Halfway to a Cure?-Published

#MSResearch #MSBlog Both parts of a potential cure are safe, just need to put them together. The effect without the side effect

The problem with all current MS treatments is that they are not very effective and have side -effects or they are more effective but have more serious side-effects, This is because these treatments remove part of the immune repertoire that is used to fight infections and cancers. The only thing that gives the immune response its specificity is the target recognition receptors on white blood cells. So if you could only target the immune response that is causing the disease and leave the rest of the immune system intact you would have a treatment that works but would have essentially no side effects…….. The Holy grail of Treatments in Immunology.

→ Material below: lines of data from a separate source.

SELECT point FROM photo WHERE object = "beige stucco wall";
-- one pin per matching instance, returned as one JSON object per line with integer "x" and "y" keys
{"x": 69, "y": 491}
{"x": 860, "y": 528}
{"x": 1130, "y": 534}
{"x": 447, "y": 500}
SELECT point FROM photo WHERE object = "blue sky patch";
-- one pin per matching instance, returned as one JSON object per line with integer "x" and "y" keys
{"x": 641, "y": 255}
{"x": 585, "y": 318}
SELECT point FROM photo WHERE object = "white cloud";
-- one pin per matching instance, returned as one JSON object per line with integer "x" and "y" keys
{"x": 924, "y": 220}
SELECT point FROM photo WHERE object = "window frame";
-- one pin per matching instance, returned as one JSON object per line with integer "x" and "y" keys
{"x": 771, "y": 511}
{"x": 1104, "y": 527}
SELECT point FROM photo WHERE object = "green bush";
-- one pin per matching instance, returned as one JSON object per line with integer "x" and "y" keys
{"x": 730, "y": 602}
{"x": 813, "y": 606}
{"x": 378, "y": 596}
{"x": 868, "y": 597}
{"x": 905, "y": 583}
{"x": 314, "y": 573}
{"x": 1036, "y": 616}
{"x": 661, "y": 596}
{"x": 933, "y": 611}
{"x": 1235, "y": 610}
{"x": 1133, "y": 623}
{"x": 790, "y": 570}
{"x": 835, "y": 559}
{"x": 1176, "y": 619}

Lutterotti A, Yousef S, Sputtek A, Stürner KH, Stellmann JP, Breiden P, Reinhardt S, Schulze C, Bester M, Heesen C, Schippling S, Miller SD, Sospedra M, Martin R.Antigen-specific tolerance by autologous myelin Peptide-coupled cells: a phase 1 trial in multiple sclerosis. Sci Transl Med. 2013 Jun 5;5(188):188ra75. doi: 10.1126/scitranslmed.3006168.

Multiple sclerosis (MS) is a devastating inflammatory disease of the brain and spinal cord that is thought to result from an autoimmune attack directed against antigens in the central nervous system. The aim of this first-in-man trial was to assess the feasibility, safety, and tolerability of a tolerization regimen in MS patients that uses a single infusion of autologous peripheral blood mononuclear cells chemically coupled with seven myelin peptides (MOG1–20, MOG35–55, MBP13–32, MBP83–99, MBP111–129, MBP146–170, and PLP139–154). An open-label, single-center, dose-escalation study was performed in seven relapsing-remitting and two secondary progressive MS patients who were off-treatment for standard therapies. All patients had to show T cell reactivity against at least one of the myelin peptides used in the trial. Neurological, magnetic resonance imaging, laboratory, and immunological examinations were performed to assess the safety, tolerability, and in vivo mechanisms of action of this regimen. Administration of antigen-coupled cells was feasible, had a favorable safety profile, and was well tolerated in MS patients. Patients receiving the higher doses (>1 × 10 9 = 1 US billion cells) of peptide-coupled cells had a decrease in antigen-specific T cell responses after peptide-coupled cell therapy. In summary, this first-in-man clinical trial of autologous peptide-coupled cells in MS patients establishes the feasibility and indicates good tolerability and safety of this therapeutic approach.

We have talked about this exciting approach before when it was presented in abstract form at ECTRIMS. So rather than write again follow the link and read. http://multiple-sclerosis-research.blogspot.co.uk/2012/10/ectrims-half-way-to-cure-of-autoimmunity.html 

This shows you need to give a lot of antigen it may be easier to make biodegradable beads and the peptide mix so you do not have to individualise the approach as the cells are just dead carriers to keep the peptides hanging around.. 

Much easier than have bone marrow transplants. Will it work well the mechanism states that T cell proliferative responses (reversable with IL2) with be reduced

This concept was borne in the Dr Windy Miller Lab or is that Chicago Steve and is truly a translational approach from mouse to Man so well done to Steve Miller and the Clinical Crew who got this off the ground.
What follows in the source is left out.